Папа с шумом отпил из кружки. В его бороде и усах блестели мелкие капли.
– А ты бороду шампунью моешь или с мылом? – спросил я.
– Ещё шампунь на неё переводить, – фыркнула мама.
Кит ел только белки, а я – только желтки, поэтому мама называла нас безотходным производством. А папа говорил, что нам нужно также есть орехи: один середину, другой кожуру. Мы с Китом не могли договориться, кто из нас любит кожуру. Ты! Нет ты! А ты двухвостку ел! Я её только лизнул. Вот и ешь кожуру!
Во дворе было жарко и пахло мелкой травой, которая росла в тени ворот. У этой травы был особенный запах, словно всю ночь её давили пятками земляные духи, которые жили в саду, а утром гуляли по росе.
Пёс Дракон лежал у будки. Подходить к нему запрещалось, он это знал и переживал больше нас, печально вращая глазами. Когда он вставал, цепь его громко звенела. Нам с Китом было жалко Дракона, но мы его побаивалась, поэтому сразу проскользнули в сад.
Деревья здесь росли так густо, что, когда тень на земле качалась, казалось, что качается планета. В саду было интересно. Здесь был верстак с заржавленными тисками и перевёрнутое корыто, под которым полно мокриц. Ещё здесь стоял стол с циркулярной пилой, трогать которую запрещалось. Вокруг росло много цветов.
Мне нравились тигровые лилии, потому что цветом они напоминали леденцы. И свет в этой части сада тоже был тигровым, полосатым и потусторонним, оставляя на бревенчатой стене дома мохнатые тени. Выше них было круглое окно, а за стеной – наш чулан со старым сундуком.

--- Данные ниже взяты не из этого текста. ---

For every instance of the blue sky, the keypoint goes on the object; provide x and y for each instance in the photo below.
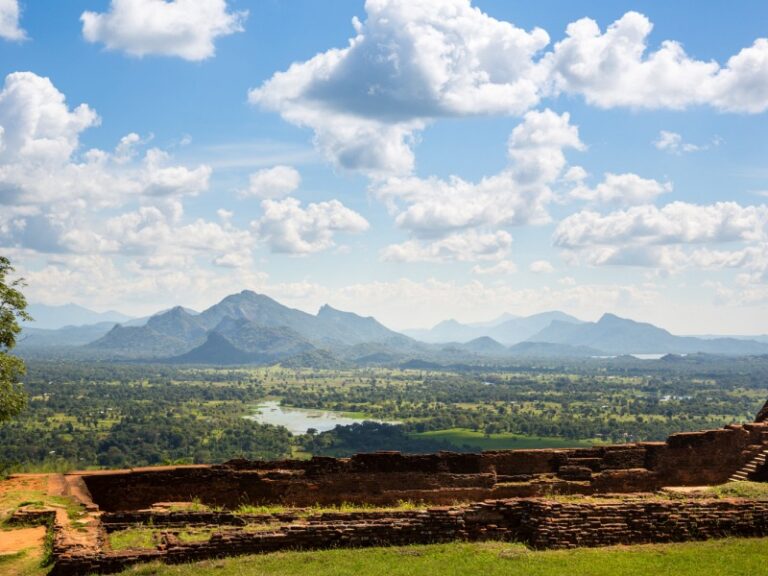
(456, 160)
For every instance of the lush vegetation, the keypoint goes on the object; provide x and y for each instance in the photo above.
(113, 415)
(12, 309)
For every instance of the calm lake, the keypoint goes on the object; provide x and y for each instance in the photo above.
(299, 420)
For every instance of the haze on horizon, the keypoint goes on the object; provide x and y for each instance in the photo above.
(412, 160)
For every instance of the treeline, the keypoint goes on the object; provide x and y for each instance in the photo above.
(122, 423)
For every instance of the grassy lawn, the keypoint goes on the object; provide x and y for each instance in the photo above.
(505, 441)
(714, 558)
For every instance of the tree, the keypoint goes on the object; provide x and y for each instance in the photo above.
(12, 309)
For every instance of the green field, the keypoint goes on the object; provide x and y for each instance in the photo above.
(462, 437)
(730, 557)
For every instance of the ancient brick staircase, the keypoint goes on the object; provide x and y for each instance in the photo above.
(752, 465)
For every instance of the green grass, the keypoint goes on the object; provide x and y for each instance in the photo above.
(732, 557)
(132, 538)
(751, 490)
(505, 441)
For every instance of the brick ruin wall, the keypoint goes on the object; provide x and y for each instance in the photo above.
(384, 478)
(505, 486)
(538, 523)
(762, 416)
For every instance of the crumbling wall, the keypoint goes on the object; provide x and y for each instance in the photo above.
(539, 523)
(692, 458)
(762, 416)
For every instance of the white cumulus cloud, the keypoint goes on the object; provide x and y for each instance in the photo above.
(414, 61)
(674, 236)
(432, 207)
(614, 68)
(463, 247)
(541, 267)
(9, 20)
(184, 28)
(622, 189)
(409, 62)
(289, 228)
(274, 182)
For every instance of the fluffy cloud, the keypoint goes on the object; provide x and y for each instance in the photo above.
(408, 303)
(410, 61)
(464, 247)
(660, 237)
(673, 143)
(274, 182)
(51, 192)
(9, 20)
(613, 68)
(541, 267)
(459, 220)
(622, 189)
(183, 28)
(433, 207)
(500, 268)
(288, 228)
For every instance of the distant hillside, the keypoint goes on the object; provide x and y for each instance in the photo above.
(54, 317)
(507, 330)
(68, 336)
(249, 328)
(614, 335)
(551, 350)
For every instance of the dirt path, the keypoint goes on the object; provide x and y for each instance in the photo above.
(23, 482)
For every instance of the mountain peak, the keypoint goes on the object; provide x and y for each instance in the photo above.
(612, 318)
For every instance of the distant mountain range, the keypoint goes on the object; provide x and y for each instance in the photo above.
(54, 317)
(251, 328)
(507, 329)
(246, 328)
(614, 335)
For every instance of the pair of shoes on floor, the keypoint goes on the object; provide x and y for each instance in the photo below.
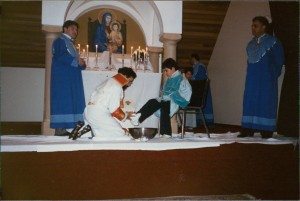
(135, 119)
(165, 136)
(246, 135)
(76, 129)
(85, 130)
(246, 132)
(266, 134)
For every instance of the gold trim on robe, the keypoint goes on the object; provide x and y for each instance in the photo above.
(121, 79)
(119, 114)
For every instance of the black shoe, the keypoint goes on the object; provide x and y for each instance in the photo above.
(76, 129)
(83, 131)
(246, 133)
(63, 134)
(266, 134)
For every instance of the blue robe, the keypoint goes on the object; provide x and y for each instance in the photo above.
(101, 37)
(199, 73)
(265, 61)
(67, 101)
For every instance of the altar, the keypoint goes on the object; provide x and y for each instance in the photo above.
(146, 86)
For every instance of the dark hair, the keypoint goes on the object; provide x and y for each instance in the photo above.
(196, 56)
(128, 72)
(265, 22)
(188, 69)
(169, 63)
(70, 23)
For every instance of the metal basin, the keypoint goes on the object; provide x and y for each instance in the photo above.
(138, 132)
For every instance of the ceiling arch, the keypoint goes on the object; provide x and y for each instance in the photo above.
(144, 13)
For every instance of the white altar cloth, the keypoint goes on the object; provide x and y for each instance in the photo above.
(143, 88)
(44, 143)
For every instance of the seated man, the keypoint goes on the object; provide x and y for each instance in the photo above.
(176, 93)
(104, 108)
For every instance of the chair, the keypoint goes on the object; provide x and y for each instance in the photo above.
(92, 27)
(196, 105)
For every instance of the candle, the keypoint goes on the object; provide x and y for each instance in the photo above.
(96, 51)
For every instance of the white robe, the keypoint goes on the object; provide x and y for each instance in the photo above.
(105, 100)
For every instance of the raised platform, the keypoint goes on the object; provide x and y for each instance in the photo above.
(264, 171)
(44, 143)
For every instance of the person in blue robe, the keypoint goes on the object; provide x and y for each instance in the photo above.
(200, 73)
(67, 100)
(265, 60)
(102, 32)
(176, 93)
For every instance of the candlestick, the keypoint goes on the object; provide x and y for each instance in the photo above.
(83, 53)
(96, 55)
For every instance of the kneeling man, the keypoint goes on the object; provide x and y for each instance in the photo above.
(104, 112)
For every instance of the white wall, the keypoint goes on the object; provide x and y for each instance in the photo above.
(227, 66)
(22, 94)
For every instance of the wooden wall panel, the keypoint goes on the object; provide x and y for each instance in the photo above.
(22, 40)
(202, 21)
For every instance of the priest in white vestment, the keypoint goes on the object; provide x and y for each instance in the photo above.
(104, 112)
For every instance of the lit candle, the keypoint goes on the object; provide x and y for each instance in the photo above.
(96, 51)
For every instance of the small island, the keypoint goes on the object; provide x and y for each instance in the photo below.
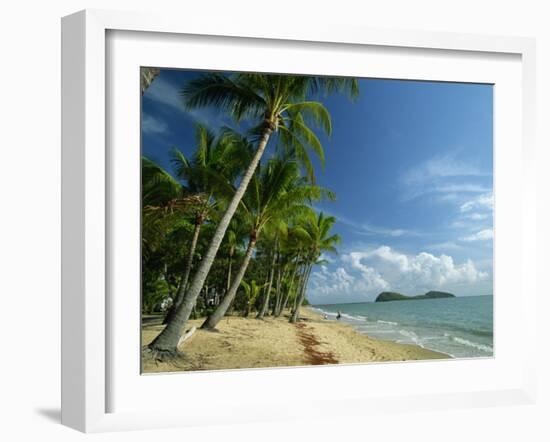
(394, 296)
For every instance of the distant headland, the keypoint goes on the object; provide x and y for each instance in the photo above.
(394, 296)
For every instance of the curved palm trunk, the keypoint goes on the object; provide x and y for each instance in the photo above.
(277, 291)
(285, 299)
(296, 314)
(265, 305)
(167, 341)
(228, 286)
(187, 271)
(221, 310)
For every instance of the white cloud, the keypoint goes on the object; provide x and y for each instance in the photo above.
(482, 235)
(444, 176)
(364, 274)
(440, 167)
(153, 125)
(369, 229)
(447, 245)
(483, 202)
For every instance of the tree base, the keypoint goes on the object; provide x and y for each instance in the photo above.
(210, 329)
(162, 355)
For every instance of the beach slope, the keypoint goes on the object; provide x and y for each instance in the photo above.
(251, 343)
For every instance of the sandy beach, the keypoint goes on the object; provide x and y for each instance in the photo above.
(250, 343)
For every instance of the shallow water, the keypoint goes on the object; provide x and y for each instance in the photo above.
(461, 327)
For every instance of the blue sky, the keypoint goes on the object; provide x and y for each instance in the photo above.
(411, 164)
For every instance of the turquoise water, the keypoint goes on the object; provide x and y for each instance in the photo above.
(461, 327)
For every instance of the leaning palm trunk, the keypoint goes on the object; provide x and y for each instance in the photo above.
(187, 271)
(228, 286)
(221, 310)
(265, 305)
(277, 291)
(296, 314)
(298, 291)
(284, 301)
(165, 344)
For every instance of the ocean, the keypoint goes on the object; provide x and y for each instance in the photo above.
(461, 327)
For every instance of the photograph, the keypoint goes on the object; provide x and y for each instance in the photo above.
(303, 220)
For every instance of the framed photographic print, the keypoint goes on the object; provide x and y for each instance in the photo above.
(254, 210)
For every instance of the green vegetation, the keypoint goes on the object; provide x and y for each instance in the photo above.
(394, 296)
(227, 215)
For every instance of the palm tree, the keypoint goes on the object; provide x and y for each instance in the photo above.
(275, 191)
(148, 75)
(215, 164)
(251, 292)
(275, 104)
(314, 231)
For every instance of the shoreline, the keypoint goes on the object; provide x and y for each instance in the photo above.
(242, 343)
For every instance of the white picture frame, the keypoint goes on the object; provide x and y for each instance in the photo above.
(86, 203)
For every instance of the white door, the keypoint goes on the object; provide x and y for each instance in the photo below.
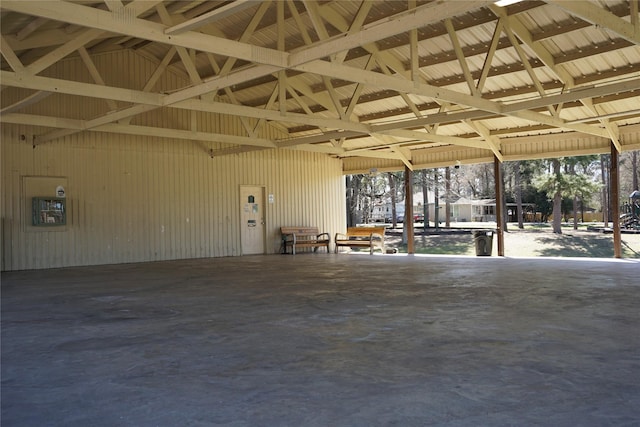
(252, 219)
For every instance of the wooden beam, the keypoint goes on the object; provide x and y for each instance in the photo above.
(212, 16)
(95, 74)
(420, 17)
(614, 200)
(408, 209)
(23, 103)
(106, 21)
(497, 173)
(10, 56)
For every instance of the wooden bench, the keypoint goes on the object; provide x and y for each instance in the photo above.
(303, 237)
(361, 237)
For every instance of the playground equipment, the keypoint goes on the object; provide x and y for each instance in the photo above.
(630, 212)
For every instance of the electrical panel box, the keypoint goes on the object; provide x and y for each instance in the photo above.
(49, 211)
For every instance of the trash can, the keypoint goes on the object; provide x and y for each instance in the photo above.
(483, 240)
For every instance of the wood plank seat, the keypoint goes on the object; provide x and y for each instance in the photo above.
(303, 237)
(361, 237)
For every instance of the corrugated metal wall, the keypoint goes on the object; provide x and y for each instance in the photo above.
(136, 198)
(132, 199)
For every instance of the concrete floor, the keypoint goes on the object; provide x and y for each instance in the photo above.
(324, 340)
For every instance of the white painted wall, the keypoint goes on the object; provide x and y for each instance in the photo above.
(133, 199)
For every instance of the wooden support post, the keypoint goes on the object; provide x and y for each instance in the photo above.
(447, 192)
(408, 208)
(497, 173)
(615, 202)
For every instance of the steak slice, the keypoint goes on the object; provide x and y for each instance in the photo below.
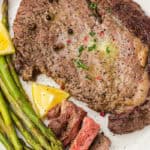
(65, 120)
(101, 143)
(86, 135)
(131, 121)
(98, 53)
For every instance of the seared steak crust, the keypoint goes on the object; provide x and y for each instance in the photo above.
(113, 76)
(65, 120)
(101, 143)
(131, 15)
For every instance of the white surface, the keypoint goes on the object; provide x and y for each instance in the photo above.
(134, 141)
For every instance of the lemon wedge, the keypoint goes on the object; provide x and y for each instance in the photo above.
(45, 97)
(6, 45)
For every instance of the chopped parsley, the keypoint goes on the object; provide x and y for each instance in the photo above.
(107, 50)
(92, 33)
(109, 10)
(81, 49)
(80, 64)
(88, 77)
(91, 48)
(93, 5)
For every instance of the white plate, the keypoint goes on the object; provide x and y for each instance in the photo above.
(135, 141)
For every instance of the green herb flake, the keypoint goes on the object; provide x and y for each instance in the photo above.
(107, 50)
(80, 64)
(109, 10)
(81, 49)
(93, 5)
(88, 77)
(91, 48)
(92, 33)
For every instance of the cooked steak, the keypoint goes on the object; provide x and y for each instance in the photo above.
(131, 121)
(86, 135)
(96, 50)
(101, 143)
(65, 120)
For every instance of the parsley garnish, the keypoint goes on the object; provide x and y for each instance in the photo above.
(91, 48)
(88, 77)
(109, 10)
(80, 64)
(108, 50)
(81, 49)
(93, 5)
(92, 33)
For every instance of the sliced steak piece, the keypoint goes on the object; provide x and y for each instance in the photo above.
(131, 121)
(101, 143)
(65, 120)
(86, 135)
(98, 54)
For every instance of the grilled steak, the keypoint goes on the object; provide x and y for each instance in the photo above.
(86, 135)
(96, 50)
(65, 120)
(101, 143)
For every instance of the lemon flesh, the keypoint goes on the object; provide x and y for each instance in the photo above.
(6, 45)
(45, 98)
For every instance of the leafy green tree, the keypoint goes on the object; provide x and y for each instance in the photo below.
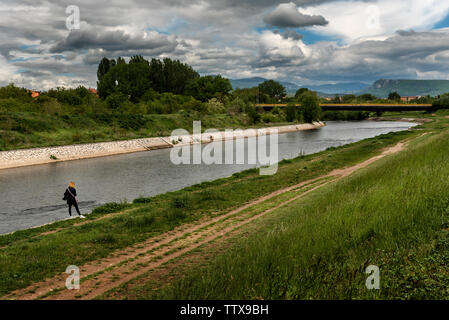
(291, 112)
(394, 96)
(11, 91)
(300, 92)
(208, 87)
(273, 89)
(348, 98)
(254, 116)
(104, 67)
(310, 107)
(367, 97)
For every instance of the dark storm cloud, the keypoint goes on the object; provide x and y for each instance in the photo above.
(225, 37)
(287, 15)
(92, 38)
(292, 34)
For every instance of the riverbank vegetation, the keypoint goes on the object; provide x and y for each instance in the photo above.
(135, 99)
(394, 215)
(35, 254)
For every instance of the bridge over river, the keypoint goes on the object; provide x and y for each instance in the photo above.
(361, 107)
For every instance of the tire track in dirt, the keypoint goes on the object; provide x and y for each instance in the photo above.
(121, 256)
(136, 260)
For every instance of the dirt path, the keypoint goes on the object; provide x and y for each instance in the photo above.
(97, 277)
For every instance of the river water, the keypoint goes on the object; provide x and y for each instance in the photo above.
(32, 196)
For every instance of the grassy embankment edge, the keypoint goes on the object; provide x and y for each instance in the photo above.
(395, 215)
(30, 257)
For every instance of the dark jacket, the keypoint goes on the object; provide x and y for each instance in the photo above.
(70, 197)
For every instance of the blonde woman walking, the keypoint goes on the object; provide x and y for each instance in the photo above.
(70, 196)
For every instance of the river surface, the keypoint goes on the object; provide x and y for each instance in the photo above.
(32, 196)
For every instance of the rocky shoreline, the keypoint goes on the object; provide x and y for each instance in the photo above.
(37, 156)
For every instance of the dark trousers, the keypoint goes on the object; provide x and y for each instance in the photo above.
(76, 207)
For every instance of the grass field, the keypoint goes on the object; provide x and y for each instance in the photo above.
(394, 214)
(391, 214)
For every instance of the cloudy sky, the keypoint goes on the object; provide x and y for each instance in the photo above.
(303, 41)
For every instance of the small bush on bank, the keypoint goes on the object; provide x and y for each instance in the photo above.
(111, 207)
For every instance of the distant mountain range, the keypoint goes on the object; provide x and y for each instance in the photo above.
(254, 82)
(380, 88)
(325, 89)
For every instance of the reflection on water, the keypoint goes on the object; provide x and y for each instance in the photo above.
(32, 196)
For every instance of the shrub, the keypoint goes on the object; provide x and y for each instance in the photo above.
(143, 200)
(110, 207)
(291, 112)
(253, 115)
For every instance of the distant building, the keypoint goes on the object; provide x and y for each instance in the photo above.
(410, 98)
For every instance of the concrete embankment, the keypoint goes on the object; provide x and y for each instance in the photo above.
(28, 157)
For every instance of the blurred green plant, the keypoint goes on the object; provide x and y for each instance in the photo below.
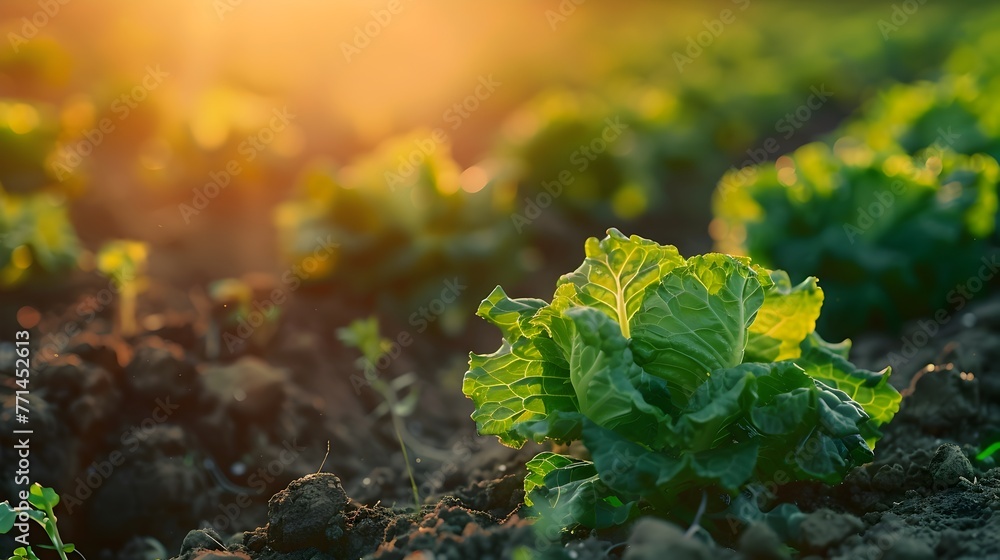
(124, 262)
(402, 219)
(891, 235)
(42, 501)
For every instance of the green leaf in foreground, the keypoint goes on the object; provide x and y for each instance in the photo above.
(514, 386)
(564, 488)
(787, 316)
(868, 388)
(696, 321)
(678, 376)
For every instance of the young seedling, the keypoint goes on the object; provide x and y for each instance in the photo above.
(42, 502)
(233, 309)
(124, 262)
(363, 334)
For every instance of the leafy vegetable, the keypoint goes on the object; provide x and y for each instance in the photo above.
(676, 374)
(891, 235)
(41, 502)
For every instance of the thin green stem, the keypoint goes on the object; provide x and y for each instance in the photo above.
(397, 425)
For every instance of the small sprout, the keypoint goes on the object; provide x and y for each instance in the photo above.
(42, 502)
(364, 335)
(124, 262)
(237, 310)
(988, 451)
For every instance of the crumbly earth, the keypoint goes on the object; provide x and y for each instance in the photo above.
(158, 450)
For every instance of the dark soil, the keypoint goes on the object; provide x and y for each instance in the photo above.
(157, 450)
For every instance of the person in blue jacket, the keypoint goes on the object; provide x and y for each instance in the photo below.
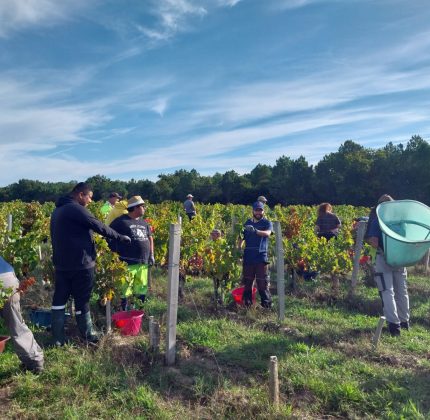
(256, 233)
(391, 281)
(74, 256)
(26, 347)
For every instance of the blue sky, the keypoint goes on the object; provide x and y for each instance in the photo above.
(136, 88)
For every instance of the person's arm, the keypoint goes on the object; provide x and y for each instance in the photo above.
(263, 233)
(373, 241)
(372, 234)
(95, 225)
(151, 245)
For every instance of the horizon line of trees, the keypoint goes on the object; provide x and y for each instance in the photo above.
(353, 175)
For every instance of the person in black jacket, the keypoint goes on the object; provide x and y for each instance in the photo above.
(74, 256)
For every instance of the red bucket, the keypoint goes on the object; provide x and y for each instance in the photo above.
(128, 322)
(3, 339)
(238, 294)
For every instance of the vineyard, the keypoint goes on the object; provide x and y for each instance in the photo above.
(327, 364)
(25, 242)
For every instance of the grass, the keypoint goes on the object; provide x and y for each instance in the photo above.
(327, 366)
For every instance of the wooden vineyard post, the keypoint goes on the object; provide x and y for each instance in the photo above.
(172, 292)
(357, 251)
(154, 334)
(274, 381)
(149, 278)
(427, 261)
(378, 331)
(108, 316)
(233, 223)
(293, 279)
(280, 275)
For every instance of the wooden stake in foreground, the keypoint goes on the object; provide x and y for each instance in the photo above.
(378, 331)
(361, 230)
(154, 334)
(280, 275)
(172, 293)
(108, 316)
(274, 381)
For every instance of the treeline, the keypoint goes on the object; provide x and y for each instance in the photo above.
(353, 175)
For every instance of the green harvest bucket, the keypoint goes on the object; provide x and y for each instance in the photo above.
(405, 226)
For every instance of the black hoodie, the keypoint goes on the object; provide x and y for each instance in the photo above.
(72, 227)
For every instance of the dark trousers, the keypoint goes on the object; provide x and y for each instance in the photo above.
(260, 273)
(76, 283)
(327, 235)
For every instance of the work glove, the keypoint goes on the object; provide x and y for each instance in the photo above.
(249, 228)
(125, 239)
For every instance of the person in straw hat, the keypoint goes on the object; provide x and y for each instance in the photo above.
(189, 207)
(139, 254)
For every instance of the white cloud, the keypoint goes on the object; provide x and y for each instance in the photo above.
(21, 14)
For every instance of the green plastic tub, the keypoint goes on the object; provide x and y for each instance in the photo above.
(405, 226)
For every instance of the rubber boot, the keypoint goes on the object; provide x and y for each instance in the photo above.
(266, 299)
(58, 317)
(85, 325)
(394, 329)
(247, 298)
(124, 304)
(404, 325)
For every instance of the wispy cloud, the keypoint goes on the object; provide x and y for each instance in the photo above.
(22, 14)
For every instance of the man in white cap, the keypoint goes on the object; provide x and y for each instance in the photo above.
(256, 234)
(262, 199)
(189, 207)
(139, 254)
(391, 281)
(110, 203)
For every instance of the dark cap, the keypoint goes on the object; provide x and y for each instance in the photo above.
(258, 205)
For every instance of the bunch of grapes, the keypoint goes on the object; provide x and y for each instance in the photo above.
(195, 263)
(25, 284)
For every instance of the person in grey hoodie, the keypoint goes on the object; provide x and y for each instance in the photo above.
(74, 256)
(26, 347)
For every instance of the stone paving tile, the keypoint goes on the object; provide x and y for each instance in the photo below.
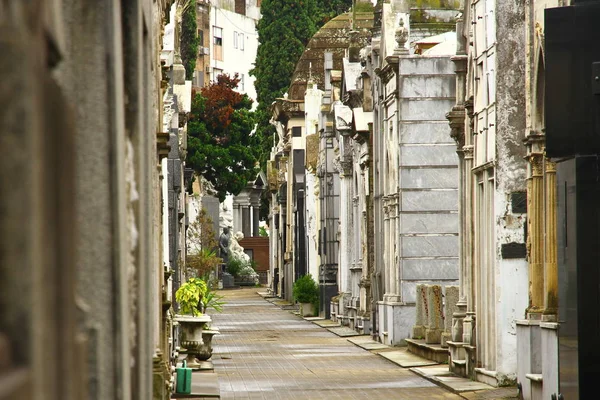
(264, 352)
(343, 331)
(367, 343)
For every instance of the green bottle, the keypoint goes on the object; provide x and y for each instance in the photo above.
(184, 379)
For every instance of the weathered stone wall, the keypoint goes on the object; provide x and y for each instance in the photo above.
(82, 110)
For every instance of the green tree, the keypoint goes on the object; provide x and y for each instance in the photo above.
(284, 30)
(329, 9)
(221, 146)
(189, 39)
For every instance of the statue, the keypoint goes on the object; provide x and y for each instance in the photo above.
(401, 35)
(236, 251)
(224, 240)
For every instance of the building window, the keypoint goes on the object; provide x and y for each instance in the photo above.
(216, 73)
(218, 43)
(218, 36)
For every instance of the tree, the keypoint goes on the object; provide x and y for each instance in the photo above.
(189, 39)
(284, 30)
(328, 9)
(221, 146)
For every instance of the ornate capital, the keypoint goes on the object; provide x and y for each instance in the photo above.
(456, 120)
(550, 166)
(537, 164)
(468, 152)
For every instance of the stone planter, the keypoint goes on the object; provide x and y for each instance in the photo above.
(205, 350)
(307, 310)
(192, 337)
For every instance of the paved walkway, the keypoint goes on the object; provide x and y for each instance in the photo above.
(265, 352)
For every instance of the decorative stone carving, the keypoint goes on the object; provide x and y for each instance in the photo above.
(450, 307)
(433, 332)
(401, 37)
(422, 318)
(456, 119)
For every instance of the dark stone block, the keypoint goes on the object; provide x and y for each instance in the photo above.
(514, 250)
(519, 202)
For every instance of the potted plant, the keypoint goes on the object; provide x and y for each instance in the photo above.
(191, 320)
(306, 292)
(210, 299)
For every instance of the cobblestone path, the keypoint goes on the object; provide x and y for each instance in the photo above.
(264, 352)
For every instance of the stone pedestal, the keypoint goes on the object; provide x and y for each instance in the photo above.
(450, 308)
(433, 332)
(528, 353)
(192, 337)
(227, 280)
(421, 319)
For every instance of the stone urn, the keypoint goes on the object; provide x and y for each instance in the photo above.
(307, 310)
(192, 337)
(205, 350)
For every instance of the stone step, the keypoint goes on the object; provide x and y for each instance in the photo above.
(434, 352)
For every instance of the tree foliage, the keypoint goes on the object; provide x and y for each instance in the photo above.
(221, 146)
(189, 40)
(328, 9)
(283, 33)
(284, 30)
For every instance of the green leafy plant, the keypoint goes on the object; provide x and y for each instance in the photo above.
(203, 262)
(189, 295)
(222, 147)
(305, 290)
(189, 37)
(263, 232)
(212, 300)
(234, 266)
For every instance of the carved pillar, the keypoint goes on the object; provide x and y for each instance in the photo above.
(456, 118)
(551, 270)
(386, 234)
(468, 274)
(535, 196)
(246, 226)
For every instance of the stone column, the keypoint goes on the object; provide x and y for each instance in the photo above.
(386, 234)
(468, 275)
(551, 270)
(246, 225)
(421, 318)
(450, 309)
(237, 215)
(535, 189)
(433, 332)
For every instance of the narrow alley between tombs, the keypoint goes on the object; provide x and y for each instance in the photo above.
(265, 352)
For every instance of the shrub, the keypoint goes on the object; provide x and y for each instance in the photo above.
(305, 290)
(189, 295)
(234, 266)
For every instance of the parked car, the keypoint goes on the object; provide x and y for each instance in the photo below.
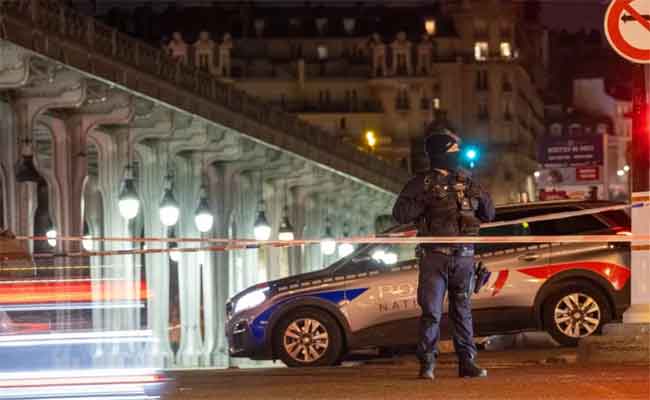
(368, 299)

Кит сунул руки в кучу песка, которую привёз дед, и хрипло засмеялся:
– Я песочный сатана!
– Какой сатана?
– Чёрт такой, – он показал рога. – Дед Захар вчера говорил.
К полудню стало жарко. Я предложил пойти в шалаш и сварить суп из подорожников, а Кит решил ехать в город. Иногда нас возили туда родители, но в обмен приходилось мерить колючую одежду, поэтому мы давно планировали сбежать самостоятельно.